What inspired you to write this book? 

I was writing a different book about theorizing diaspora in the Haitian context when the inspiration for this book struck me. For that book on “jaspora” I planned a chapter on how contemporary Haitian writers represent the diaspora in their fiction. While conducting research for that chapter I chose to narrow my authors to Yanick Lahens, Kettly Mars, and Évelyne Trouillot and became so compelled by how their works were in dialogue with one another. Most of interest to me were the recurrent Black feminist themes amplifying how the intersections of race, gender, class, and sexuality shape the experience of their characters in diverse ways. At one point I said to the women in my writing group that I wanted to write a book focused only on these three authors. One of them asked in response “so why don’t you?” which is what led me to pivot and begin writing a book exclusively focused on these Lahens, Mars, and Trouillot.

What did you learn and what are you hoping readers will learn from your book? 

I thought I was writing a book to share and illuminate how contemporary feminist writers represent Haiti with an ethic of care. What I learned from them was that in order to write about “an ethic of care,” I had to practice and embody that care myself. I also wrote with Gina Athena Ulysse’s Haiti Needs New Narratives in mind, determined to explore narratives that are in many ways about renewal. I hope that readers will learn from my book that Black feminism is alive and well in Haiti, and that there are many narratives flourishing in Haitian literature. I hope that this sense of flourishing, what Kevin Quashie calls “aliveness” and the ethic of care will remain with them long after they’ve read the book.

What surprised you the most in the process of writing your book? 

I was most surprised by the overwhelming presence of the environment and representations of nature in which feminism and a Vodou ethic intertwine.

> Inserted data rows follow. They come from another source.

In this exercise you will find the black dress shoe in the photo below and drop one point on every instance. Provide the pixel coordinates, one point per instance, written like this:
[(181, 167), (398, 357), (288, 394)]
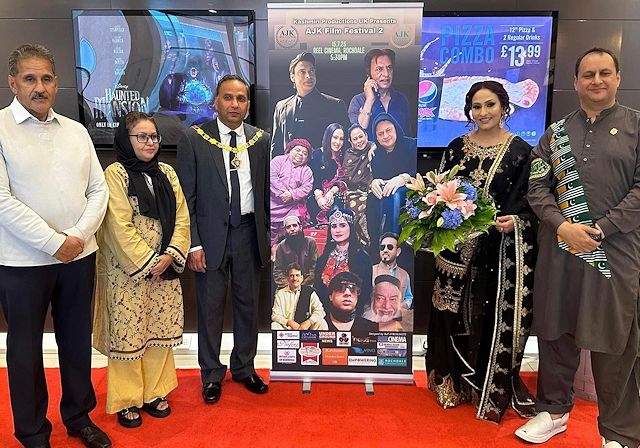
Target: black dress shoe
[(92, 436), (211, 392), (254, 384)]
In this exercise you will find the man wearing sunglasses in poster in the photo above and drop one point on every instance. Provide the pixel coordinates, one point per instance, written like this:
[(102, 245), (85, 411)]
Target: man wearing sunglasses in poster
[(344, 292), (389, 253)]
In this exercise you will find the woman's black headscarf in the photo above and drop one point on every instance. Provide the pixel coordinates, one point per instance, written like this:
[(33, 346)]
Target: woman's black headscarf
[(163, 205)]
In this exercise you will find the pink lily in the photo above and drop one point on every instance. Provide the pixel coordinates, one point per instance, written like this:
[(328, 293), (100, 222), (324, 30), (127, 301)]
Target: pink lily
[(447, 193), (468, 209)]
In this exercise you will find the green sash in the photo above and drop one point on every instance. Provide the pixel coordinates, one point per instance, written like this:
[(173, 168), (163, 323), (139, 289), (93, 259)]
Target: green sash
[(570, 195)]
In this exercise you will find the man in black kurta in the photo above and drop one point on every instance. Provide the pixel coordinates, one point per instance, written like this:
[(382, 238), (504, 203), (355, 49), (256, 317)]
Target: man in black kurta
[(307, 113), (576, 306)]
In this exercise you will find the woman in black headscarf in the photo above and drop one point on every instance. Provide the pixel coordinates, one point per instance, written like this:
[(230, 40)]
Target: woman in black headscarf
[(144, 240)]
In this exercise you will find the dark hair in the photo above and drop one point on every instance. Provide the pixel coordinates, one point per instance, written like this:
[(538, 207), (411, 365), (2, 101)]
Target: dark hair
[(304, 56), (326, 141), (393, 235), (226, 78), (299, 142), (387, 278), (26, 51), (354, 240), (601, 51), (295, 266), (492, 86), (374, 54), (135, 117), (352, 128)]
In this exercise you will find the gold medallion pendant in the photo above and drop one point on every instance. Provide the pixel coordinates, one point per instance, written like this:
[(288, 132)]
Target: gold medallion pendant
[(236, 162)]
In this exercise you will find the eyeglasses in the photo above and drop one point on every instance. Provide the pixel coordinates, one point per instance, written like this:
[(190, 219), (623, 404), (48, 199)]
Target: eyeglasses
[(144, 138), (342, 287)]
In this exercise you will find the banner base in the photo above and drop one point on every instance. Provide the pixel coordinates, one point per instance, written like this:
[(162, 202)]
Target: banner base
[(341, 377)]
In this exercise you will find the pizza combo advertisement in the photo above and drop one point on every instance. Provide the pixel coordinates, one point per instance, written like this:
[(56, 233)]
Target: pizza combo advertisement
[(459, 51)]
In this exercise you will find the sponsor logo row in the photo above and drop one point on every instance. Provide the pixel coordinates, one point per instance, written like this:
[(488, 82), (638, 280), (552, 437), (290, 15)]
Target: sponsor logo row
[(310, 354), (339, 338)]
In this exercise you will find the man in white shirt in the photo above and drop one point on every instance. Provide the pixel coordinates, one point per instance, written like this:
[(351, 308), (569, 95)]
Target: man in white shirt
[(297, 306), (52, 200)]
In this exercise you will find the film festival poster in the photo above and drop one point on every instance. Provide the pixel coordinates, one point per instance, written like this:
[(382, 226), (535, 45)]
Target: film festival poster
[(339, 37)]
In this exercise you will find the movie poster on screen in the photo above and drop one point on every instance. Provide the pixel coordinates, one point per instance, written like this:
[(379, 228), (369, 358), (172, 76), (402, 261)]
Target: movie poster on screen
[(353, 64), (164, 63), (459, 51)]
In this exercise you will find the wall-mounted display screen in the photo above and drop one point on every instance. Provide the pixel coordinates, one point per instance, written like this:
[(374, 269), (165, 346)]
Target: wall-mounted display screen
[(166, 63), (463, 48)]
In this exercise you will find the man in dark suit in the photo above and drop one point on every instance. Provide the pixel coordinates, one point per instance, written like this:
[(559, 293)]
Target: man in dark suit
[(307, 113), (224, 171)]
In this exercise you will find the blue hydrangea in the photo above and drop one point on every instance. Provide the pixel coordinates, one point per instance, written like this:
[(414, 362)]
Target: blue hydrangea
[(413, 212), (452, 219), (470, 190)]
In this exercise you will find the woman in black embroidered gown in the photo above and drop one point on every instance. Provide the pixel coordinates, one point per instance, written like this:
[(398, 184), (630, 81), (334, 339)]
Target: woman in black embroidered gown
[(482, 299)]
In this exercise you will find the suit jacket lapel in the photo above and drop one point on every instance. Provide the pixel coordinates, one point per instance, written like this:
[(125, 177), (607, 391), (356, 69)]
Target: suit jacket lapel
[(253, 161), (211, 128)]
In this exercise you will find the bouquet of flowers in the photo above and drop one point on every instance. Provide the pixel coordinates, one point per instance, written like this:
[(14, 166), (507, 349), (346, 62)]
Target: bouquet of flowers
[(443, 212)]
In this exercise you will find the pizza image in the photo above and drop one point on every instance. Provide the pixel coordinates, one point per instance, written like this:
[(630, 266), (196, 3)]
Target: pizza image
[(521, 94)]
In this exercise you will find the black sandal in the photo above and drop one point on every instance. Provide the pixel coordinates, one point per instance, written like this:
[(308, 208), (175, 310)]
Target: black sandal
[(129, 422), (152, 408)]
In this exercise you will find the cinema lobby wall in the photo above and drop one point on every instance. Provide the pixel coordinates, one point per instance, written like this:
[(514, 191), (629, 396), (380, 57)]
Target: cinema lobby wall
[(582, 24)]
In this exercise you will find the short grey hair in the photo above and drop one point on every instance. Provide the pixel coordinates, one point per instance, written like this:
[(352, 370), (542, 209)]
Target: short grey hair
[(26, 51)]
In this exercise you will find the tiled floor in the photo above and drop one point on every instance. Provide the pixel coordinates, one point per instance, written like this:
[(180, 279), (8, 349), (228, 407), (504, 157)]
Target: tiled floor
[(186, 355)]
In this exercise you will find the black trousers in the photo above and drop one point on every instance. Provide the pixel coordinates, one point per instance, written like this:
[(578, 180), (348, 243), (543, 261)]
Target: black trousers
[(616, 377), (25, 295), (241, 267)]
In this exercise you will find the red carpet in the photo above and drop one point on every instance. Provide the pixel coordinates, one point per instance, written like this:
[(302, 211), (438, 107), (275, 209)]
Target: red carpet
[(333, 415)]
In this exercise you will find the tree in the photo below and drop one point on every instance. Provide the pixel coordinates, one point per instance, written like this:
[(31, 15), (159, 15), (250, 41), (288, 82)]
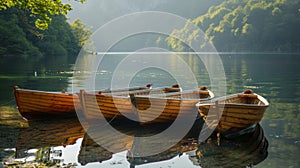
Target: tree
[(38, 9)]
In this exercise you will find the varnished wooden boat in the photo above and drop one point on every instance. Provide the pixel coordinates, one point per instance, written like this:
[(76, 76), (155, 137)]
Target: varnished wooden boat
[(91, 149), (245, 151), (235, 112), (113, 105), (34, 102), (48, 133), (166, 107)]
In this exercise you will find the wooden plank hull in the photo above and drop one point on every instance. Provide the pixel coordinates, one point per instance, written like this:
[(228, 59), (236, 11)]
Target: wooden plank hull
[(167, 107), (48, 133), (249, 149), (110, 105), (33, 102), (98, 106), (234, 112)]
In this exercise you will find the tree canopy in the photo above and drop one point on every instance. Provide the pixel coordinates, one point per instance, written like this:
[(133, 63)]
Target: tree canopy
[(61, 39), (248, 25), (39, 10)]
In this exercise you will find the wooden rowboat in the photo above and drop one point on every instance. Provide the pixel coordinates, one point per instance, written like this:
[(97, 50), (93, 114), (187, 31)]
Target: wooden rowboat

What’s your favorite anecdote from your book?

In the first chapter I tell a story about my two grandmothers both of whom were born in Haiti during the US occupation. Their presence looms largely over the entire work and informs much of my own feminist consciousness and thinking. Perhaps, because, as Alexis Pauline Gumbs has said, “Black feminists tend to be obsessed with our grandmothers,” I dedicated my first book to them, but it is this book in which I see them the most. I also loved being able to incorporate the work of contemporary artists like Tessa Mars, Mafalda Mondestin, Rutshelle Guillaume, and Régine Romain. There was also an image by Nathalie Jolivert that did not make it into the book. When I was thinking about cover art I wanted to use Nathalie’s work and she kindly read the introduction and then made a beautiful piece based on her reading. It’s a print of a gorgeous brown-skinned woman surrounded by flowers that seem to be both consuming her and holding her up. That image of nature is a visual representation of the argument I make in my chapter about the environment.

What’s next? 

I am currently working on two projects. One is a co-authored study of sexual violence entitled The Rape Culture Syllabus that is under contract with Columbia University Press. The other is a project on representations of Haitian girlhood in literature, media, and visual culture from Haiti and in the diaspora.